Coreia do Norte lança novo míssil em direção ao mar do Japão

Autoridades sul-coreanas indicam que o disparo ocorreu esta quinta-feira a partir da base de Sino-ri, a 80 quilómetros de Pyongyang.

A Coreia do Norte lançou esta quinta-feira um novo míssil em direção a leste, para o mar do Japão, anunciaram as autoridades militares sul-coreanas.

As autoridades militares sul-coreanas, segundo o New York Times, não deram indicações sobre o tipo de míssil nem a distância a que chegou.

Este é o segundo lançamento de mísseis por parte da Coreia do Norte desde sábado, quando foram disparados 10 a 20 mísseis de curto alcance que os especialistas admitiram corresponder a um novo modelo de projétil.

O lançamento desta quinta-feira foi feito a partir da base de mísseis de Sino-ri, 80 quilómetros a noroeste de Pyongyang, precisaram os militares sul-coreanos.

Exercício "regular e defensivo"

A Coreia do Norte descreveu o lançamento de vários mísseis, no passado sábado, como um exercício "regular e defensivo", assegurando que tais manobras não agravaram as tensões na região, como foi apontado por Seul.

"O recente exercício realizado pelos militares faz parte de um treino militar regular", indicou um porta-voz do Ministério dos Negócios Estrangeiros norte-coreano, num comunicado divulgado na quarta-feira e citado pela agência estatal norte-coreana KCNA.

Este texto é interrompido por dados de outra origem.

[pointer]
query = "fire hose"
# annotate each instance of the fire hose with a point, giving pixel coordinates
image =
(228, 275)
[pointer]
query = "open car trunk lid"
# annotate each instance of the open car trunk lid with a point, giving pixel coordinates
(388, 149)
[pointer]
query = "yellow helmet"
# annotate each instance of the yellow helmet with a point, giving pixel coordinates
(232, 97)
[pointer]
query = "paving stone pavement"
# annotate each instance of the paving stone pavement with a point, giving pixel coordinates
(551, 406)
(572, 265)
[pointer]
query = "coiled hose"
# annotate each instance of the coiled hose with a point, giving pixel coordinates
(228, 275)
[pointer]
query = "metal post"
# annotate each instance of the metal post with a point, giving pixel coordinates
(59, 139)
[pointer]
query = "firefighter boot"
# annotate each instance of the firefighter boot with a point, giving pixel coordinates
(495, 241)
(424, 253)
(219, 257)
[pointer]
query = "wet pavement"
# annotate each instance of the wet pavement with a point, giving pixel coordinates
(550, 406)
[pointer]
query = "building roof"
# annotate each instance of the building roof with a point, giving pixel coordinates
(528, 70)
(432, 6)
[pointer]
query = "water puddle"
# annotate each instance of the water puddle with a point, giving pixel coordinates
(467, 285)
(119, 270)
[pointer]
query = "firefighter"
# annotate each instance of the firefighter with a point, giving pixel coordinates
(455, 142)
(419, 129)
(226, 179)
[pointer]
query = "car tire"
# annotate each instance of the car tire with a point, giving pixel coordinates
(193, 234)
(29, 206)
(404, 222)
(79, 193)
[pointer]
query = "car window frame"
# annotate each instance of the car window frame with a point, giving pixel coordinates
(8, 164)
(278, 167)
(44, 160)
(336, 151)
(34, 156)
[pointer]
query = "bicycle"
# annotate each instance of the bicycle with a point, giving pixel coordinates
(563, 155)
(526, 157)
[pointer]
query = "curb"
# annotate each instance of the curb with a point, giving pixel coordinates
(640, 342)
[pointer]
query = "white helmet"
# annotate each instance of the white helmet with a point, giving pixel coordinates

"Não foi dirigido a ninguém e não levou a um agravamento da situação na região", declarou.

No mesmo dia em que Pyongyag realizou o exercício, Seul apelou ao vizinho para que ponha "fim a ações que ativam a tensão", na mensagem mais dura da Coreia do Sul desde que se iniciou a aproximação entre as duas Coreias.

As manobras tiveram como objetivo "verificar a capacidade operacional de múltiplos lançadores de mísseis de grande calibre e alcance, um "tipo de exercício muito comum" realizado por qualquer país para "defesa nacional", sustentou Pyongyang.

O porta-voz da Coreia do Norte descreveu ainda como "desagradável e lamentável", que este exercício tenha sido chamado "de provocatório", enquanto existe um "silêncio absoluto" sobre os exercícios realizados em março e abril pela Coreia do Sul e os Estados Unidos.